ちょっと節穴 / A little bit blind

ドラマや映画、音楽について書いてます。時々本も。A blog about dramas, movies, and music. Sometimes books.

野暮な行為とはこのこと

個人的に、映画などに対して「先の展開が読めた」という感想ほど野暮なものはないと思っています。
まぁそりゃあね、読めちゃうこともありますよ。でも映画って、先の展開以外のことを描くものだってあると私は思うんですがね。
 
『ティンカー、テイラー、ソルジャー、スパイ』なんかはその典型例で(特に原作小説の方ですが)、あ、映画のタイトルは『裏切りのサーカス』だったか。まあいいや。
とにかくあれは、「モグラを探すサスペンス」の体で話が進みますが、「モグラが誰か」はさほど重要でなかったりします。むしろモグラを追い詰めるまでのプロセスと主人公であるスマイリーの心情などを楽しむものだと思うのですよね。だって原作に書いてあるもん。「本当は最初からわかってた。わかってたけど認めたくなかっただけだ」って。だから読んでいても観ていても、あえてモグラ本人はめちゃくちゃ目立たせてあります。
『交渉人』という、ケヴィン・スペイシーとサミュエル・L・ジャクソンの映画も然り。サミュエル・L・ジャクソンが横領と殺人の濡れ衣を着せられて無実を何とか証明しようとする映画です。

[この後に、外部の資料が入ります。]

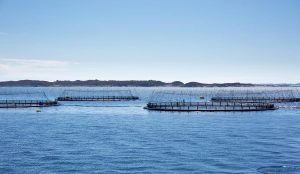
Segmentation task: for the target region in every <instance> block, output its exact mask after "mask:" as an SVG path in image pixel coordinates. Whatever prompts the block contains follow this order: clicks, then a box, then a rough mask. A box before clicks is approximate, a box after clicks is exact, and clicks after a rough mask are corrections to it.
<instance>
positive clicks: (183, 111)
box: [144, 91, 277, 112]
mask: <svg viewBox="0 0 300 174" xmlns="http://www.w3.org/2000/svg"><path fill="white" fill-rule="evenodd" d="M207 98H208V97H207V96H206V94H205V93H196V92H193V91H185V92H179V93H178V92H176V91H175V92H170V91H169V92H154V93H153V94H152V98H151V100H150V101H149V102H148V104H147V106H146V107H144V109H148V110H155V111H179V112H180V111H182V112H190V111H200V112H218V111H219V112H220V111H223V112H234V111H239V112H241V111H266V110H275V109H277V107H275V105H274V104H272V103H262V102H260V103H243V102H213V101H208V100H207Z"/></svg>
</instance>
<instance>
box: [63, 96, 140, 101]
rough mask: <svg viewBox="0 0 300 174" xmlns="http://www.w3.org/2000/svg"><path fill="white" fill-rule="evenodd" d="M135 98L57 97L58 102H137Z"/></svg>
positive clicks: (104, 97) (71, 96)
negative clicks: (104, 101) (128, 101)
mask: <svg viewBox="0 0 300 174" xmlns="http://www.w3.org/2000/svg"><path fill="white" fill-rule="evenodd" d="M138 99H139V97H137V96H93V97H90V96H89V97H81V96H80V97H79V96H70V97H69V96H65V97H58V98H57V100H58V101H129V100H138Z"/></svg>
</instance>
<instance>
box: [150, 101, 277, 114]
mask: <svg viewBox="0 0 300 174" xmlns="http://www.w3.org/2000/svg"><path fill="white" fill-rule="evenodd" d="M145 109H148V110H156V111H186V112H189V111H201V112H217V111H223V112H228V111H231V112H233V111H239V112H241V111H266V110H275V109H276V107H275V106H274V104H269V103H236V102H230V103H228V102H162V103H148V104H147V106H146V107H145Z"/></svg>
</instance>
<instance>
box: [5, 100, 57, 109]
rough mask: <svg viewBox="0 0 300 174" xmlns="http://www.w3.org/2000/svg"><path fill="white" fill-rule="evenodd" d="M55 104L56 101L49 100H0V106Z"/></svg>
mask: <svg viewBox="0 0 300 174" xmlns="http://www.w3.org/2000/svg"><path fill="white" fill-rule="evenodd" d="M57 105H58V103H57V101H50V100H0V108H30V107H50V106H57Z"/></svg>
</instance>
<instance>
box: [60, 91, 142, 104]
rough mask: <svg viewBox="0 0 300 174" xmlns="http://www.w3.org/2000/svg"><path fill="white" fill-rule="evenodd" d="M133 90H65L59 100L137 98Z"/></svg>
mask: <svg viewBox="0 0 300 174" xmlns="http://www.w3.org/2000/svg"><path fill="white" fill-rule="evenodd" d="M137 99H138V97H137V96H134V95H133V92H132V91H131V90H65V91H64V92H63V93H62V95H61V96H60V97H59V98H58V100H59V101H102V100H105V101H119V100H137Z"/></svg>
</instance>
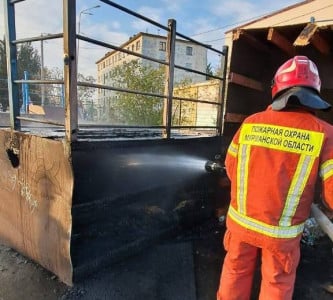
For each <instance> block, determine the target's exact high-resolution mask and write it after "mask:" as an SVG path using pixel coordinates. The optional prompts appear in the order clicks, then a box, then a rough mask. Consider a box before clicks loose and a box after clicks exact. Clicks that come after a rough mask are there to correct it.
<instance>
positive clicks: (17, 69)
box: [0, 39, 41, 109]
mask: <svg viewBox="0 0 333 300" xmlns="http://www.w3.org/2000/svg"><path fill="white" fill-rule="evenodd" d="M6 60H7V55H6V43H5V39H4V40H3V41H0V101H1V105H2V107H3V109H6V108H7V107H8V105H9V103H8V82H7V78H8V76H7V63H6ZM40 68H41V63H40V56H39V54H38V51H37V50H36V49H34V48H33V47H32V45H31V43H24V44H21V45H20V46H19V47H18V51H17V78H18V79H23V78H24V71H27V72H28V79H39V78H40ZM29 89H30V93H29V95H30V98H31V100H32V101H33V102H34V103H35V104H36V103H37V104H39V103H40V98H41V97H40V92H39V91H40V86H39V85H29ZM19 98H20V99H23V97H22V89H21V88H19Z"/></svg>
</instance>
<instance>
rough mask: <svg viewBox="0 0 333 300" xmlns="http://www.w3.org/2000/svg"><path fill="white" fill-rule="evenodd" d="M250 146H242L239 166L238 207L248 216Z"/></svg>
mask: <svg viewBox="0 0 333 300" xmlns="http://www.w3.org/2000/svg"><path fill="white" fill-rule="evenodd" d="M250 149H251V148H250V146H248V145H240V151H239V158H238V164H237V185H238V186H237V205H238V210H239V211H240V212H241V213H243V214H246V198H247V184H248V177H249V168H248V166H249V159H250Z"/></svg>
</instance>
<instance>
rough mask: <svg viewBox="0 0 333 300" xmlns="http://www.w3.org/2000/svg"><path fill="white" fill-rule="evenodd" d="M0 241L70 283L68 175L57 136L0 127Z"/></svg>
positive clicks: (65, 163) (68, 201)
mask: <svg viewBox="0 0 333 300" xmlns="http://www.w3.org/2000/svg"><path fill="white" fill-rule="evenodd" d="M0 143H1V145H4V147H2V148H1V149H0V199H1V201H0V240H1V242H3V243H5V244H7V245H8V246H10V247H12V248H13V249H15V250H17V251H18V252H20V253H22V254H23V255H25V256H27V257H29V258H31V259H32V260H34V261H36V262H38V263H39V264H40V265H42V266H43V267H44V268H46V269H48V270H50V271H51V272H53V273H54V274H56V275H57V276H58V277H59V279H60V280H61V281H63V282H65V283H66V284H69V285H71V284H72V273H73V272H72V264H71V256H70V239H71V228H72V217H71V206H72V193H73V184H74V180H73V174H72V169H71V165H70V159H69V157H67V155H66V153H67V152H66V151H65V149H64V147H65V146H64V144H63V142H62V141H55V140H51V139H47V138H42V137H37V136H32V135H28V134H24V133H19V132H10V131H6V130H1V131H0Z"/></svg>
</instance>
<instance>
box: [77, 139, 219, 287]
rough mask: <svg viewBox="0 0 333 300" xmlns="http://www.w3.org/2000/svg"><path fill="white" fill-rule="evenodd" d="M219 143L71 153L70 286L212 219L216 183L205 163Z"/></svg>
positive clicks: (215, 196) (85, 145) (91, 147)
mask: <svg viewBox="0 0 333 300" xmlns="http://www.w3.org/2000/svg"><path fill="white" fill-rule="evenodd" d="M221 144H222V142H221V139H220V138H218V137H214V138H196V139H182V140H179V139H177V140H130V141H128V140H127V141H105V140H104V141H99V142H98V141H86V142H82V141H81V142H78V143H77V144H75V145H73V150H72V159H73V170H74V177H75V184H74V196H73V205H72V217H73V228H72V241H71V257H72V263H73V268H74V281H75V280H78V279H79V278H81V277H82V276H84V275H86V274H89V273H91V272H93V271H94V270H97V269H98V268H100V267H101V266H104V265H107V264H110V263H112V262H116V261H119V260H121V259H122V258H125V257H128V256H130V255H132V254H135V253H138V252H140V251H142V250H143V249H145V248H146V247H147V246H149V245H151V244H153V243H155V242H157V241H161V240H163V239H165V238H166V237H172V236H174V235H175V234H177V232H178V233H179V232H180V231H181V230H183V229H184V228H190V227H191V226H195V225H196V224H199V223H200V222H202V221H204V220H206V219H208V218H210V217H212V215H213V213H214V205H215V200H216V199H215V197H216V189H217V182H216V180H217V179H216V178H214V176H211V175H210V174H208V173H207V172H206V171H205V162H206V161H207V159H208V158H210V157H213V156H214V155H215V154H216V153H219V152H220V151H221Z"/></svg>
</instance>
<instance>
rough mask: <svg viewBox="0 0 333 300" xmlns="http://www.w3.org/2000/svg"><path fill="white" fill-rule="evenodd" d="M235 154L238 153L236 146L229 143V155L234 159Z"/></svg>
mask: <svg viewBox="0 0 333 300" xmlns="http://www.w3.org/2000/svg"><path fill="white" fill-rule="evenodd" d="M237 152H238V145H236V144H235V143H234V142H231V144H230V145H229V148H228V153H229V154H230V155H232V156H234V157H236V156H237Z"/></svg>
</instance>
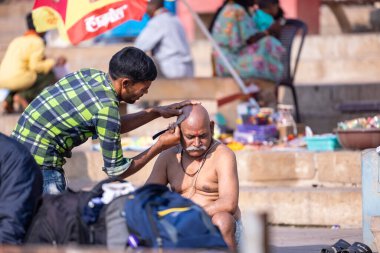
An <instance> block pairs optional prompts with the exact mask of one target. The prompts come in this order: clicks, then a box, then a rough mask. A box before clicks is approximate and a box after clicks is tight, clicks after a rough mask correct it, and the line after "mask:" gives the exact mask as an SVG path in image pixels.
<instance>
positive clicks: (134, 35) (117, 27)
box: [96, 0, 176, 42]
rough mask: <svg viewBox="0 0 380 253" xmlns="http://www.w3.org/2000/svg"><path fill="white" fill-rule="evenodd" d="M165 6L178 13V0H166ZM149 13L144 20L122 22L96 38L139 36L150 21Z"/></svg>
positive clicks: (168, 8) (129, 38)
mask: <svg viewBox="0 0 380 253" xmlns="http://www.w3.org/2000/svg"><path fill="white" fill-rule="evenodd" d="M164 6H165V8H166V9H168V10H169V11H170V12H171V13H173V14H176V1H175V0H166V1H164ZM149 19H150V18H149V16H148V14H144V17H143V18H142V20H129V21H127V22H125V23H122V24H120V25H118V26H116V27H115V28H113V29H112V30H110V31H108V32H106V33H104V34H102V35H99V36H98V37H97V38H96V41H101V40H108V41H112V40H115V42H118V40H124V39H130V38H135V37H137V36H138V35H139V34H140V32H141V31H142V29H144V27H145V26H146V24H147V23H148V21H149Z"/></svg>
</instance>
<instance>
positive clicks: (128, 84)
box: [121, 78, 132, 88]
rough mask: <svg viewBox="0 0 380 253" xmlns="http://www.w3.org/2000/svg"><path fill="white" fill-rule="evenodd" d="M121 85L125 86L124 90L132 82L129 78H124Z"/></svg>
mask: <svg viewBox="0 0 380 253" xmlns="http://www.w3.org/2000/svg"><path fill="white" fill-rule="evenodd" d="M121 84H122V85H123V88H127V86H129V85H131V84H132V82H131V80H129V78H123V79H122V80H121Z"/></svg>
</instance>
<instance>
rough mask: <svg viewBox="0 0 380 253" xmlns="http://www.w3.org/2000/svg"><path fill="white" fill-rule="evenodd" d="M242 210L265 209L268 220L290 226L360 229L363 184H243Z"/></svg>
mask: <svg viewBox="0 0 380 253" xmlns="http://www.w3.org/2000/svg"><path fill="white" fill-rule="evenodd" d="M239 205H240V206H241V208H242V210H254V211H265V212H267V213H268V214H269V215H268V221H269V222H270V223H273V224H282V225H284V224H286V225H307V226H310V225H313V226H332V225H339V226H341V227H344V228H360V227H361V225H362V197H361V188H360V187H331V188H330V187H329V188H327V187H326V188H324V187H322V188H312V187H241V189H240V198H239Z"/></svg>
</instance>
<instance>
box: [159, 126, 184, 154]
mask: <svg viewBox="0 0 380 253" xmlns="http://www.w3.org/2000/svg"><path fill="white" fill-rule="evenodd" d="M179 140H180V130H179V127H178V126H176V125H174V124H173V125H172V127H169V129H168V130H167V131H166V132H165V133H163V134H162V135H161V136H160V138H159V139H158V140H157V142H158V143H159V144H160V145H161V148H162V150H165V149H168V148H170V147H173V146H175V145H177V144H178V143H179Z"/></svg>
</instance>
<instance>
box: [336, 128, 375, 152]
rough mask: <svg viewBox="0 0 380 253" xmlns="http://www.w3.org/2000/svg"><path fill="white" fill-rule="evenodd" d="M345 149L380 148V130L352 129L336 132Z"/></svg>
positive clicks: (336, 133) (337, 131)
mask: <svg viewBox="0 0 380 253" xmlns="http://www.w3.org/2000/svg"><path fill="white" fill-rule="evenodd" d="M335 132H336V134H337V136H338V140H339V143H340V145H341V146H342V147H343V148H345V149H360V150H362V149H366V148H376V147H378V146H380V129H378V128H370V129H350V130H336V131H335Z"/></svg>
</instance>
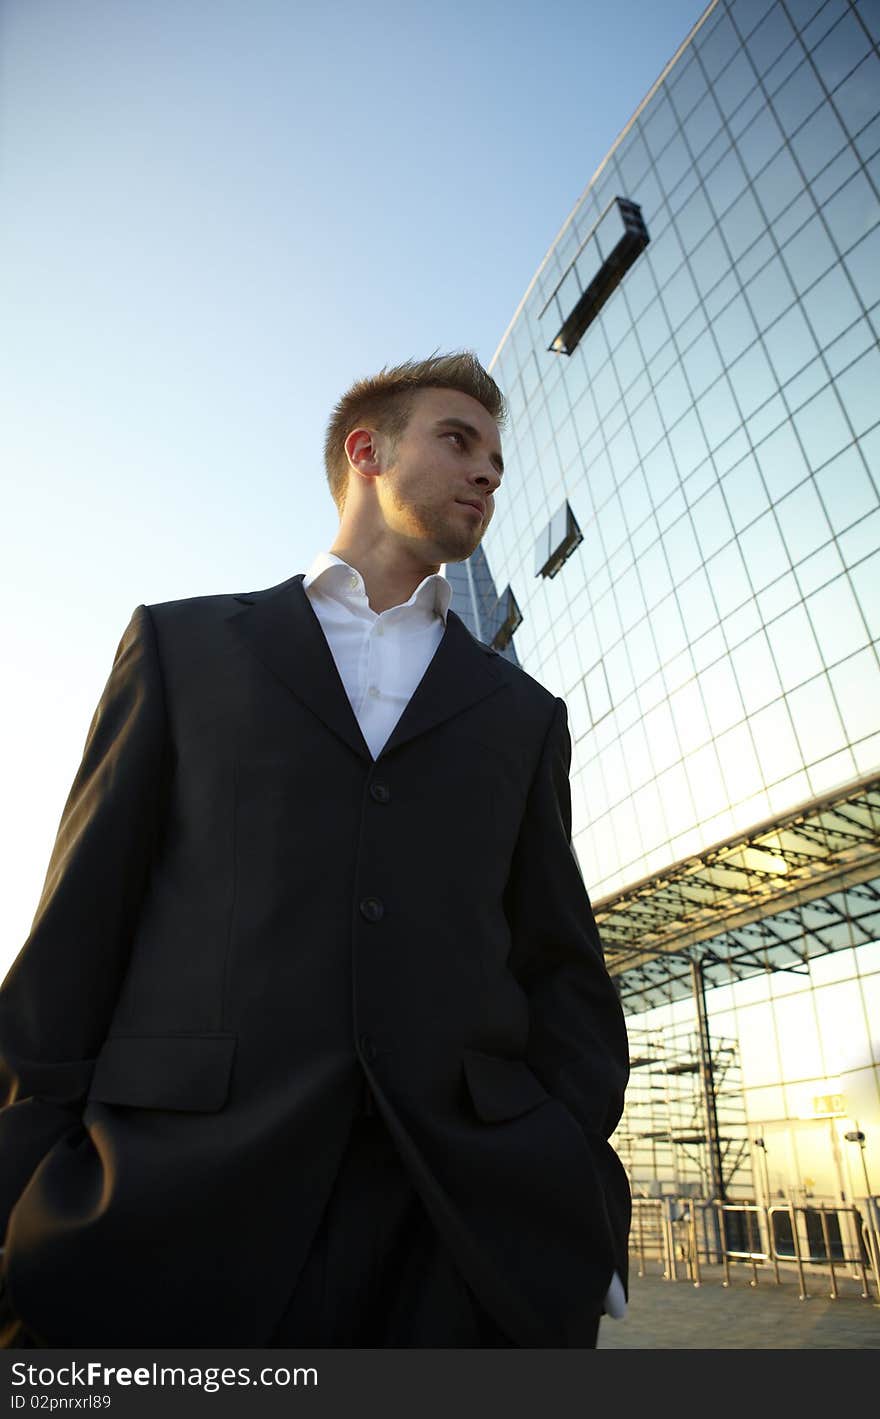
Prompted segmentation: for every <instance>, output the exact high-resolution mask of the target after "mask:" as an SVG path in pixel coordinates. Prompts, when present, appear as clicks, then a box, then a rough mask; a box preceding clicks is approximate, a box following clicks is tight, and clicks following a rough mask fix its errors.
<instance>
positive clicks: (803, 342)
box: [764, 305, 818, 385]
mask: <svg viewBox="0 0 880 1419" xmlns="http://www.w3.org/2000/svg"><path fill="white" fill-rule="evenodd" d="M764 343H765V345H766V349H768V353H769V358H771V360H772V363H774V369H775V372H776V377H778V380H779V383H781V385H786V383H788V380H789V379H791V377H792V375H796V373H798V370H799V369H803V366H805V365H806V363H809V360H812V359H813V358H815V356H816V353H818V349H816V342H815V339H813V336H812V333H810V328H809V325H808V324H806V321H805V318H803V314H802V311H801V307H798V305H793V307H792V309H791V311H786V314H785V315H783V316H782V319H781V321H776V324H775V325H772V326H771V328H769V331H765V335H764Z"/></svg>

これは「ミステリーでは一番怪しいタイプのキャラ」がやっぱり悪いやつなんですが、「誰がハメたか」ではなく、「ハメられたことをどうやって証明するか」がテーマの映画。
 
まぁ、映画の楽しみ方は人それぞれなのでどう観ようといいんですけど!
わざわざ言わなくてもいいんじゃないかなって!
 
ほのぼの系の映画にまで「先の展開ガー!」と文句付けてるレビューを読んでしまって胸糞悪くなったので吐き出しちゃいました。日常系の映画に先が読めるもくそもないだろう。それこそプロセスを観るものなのに……。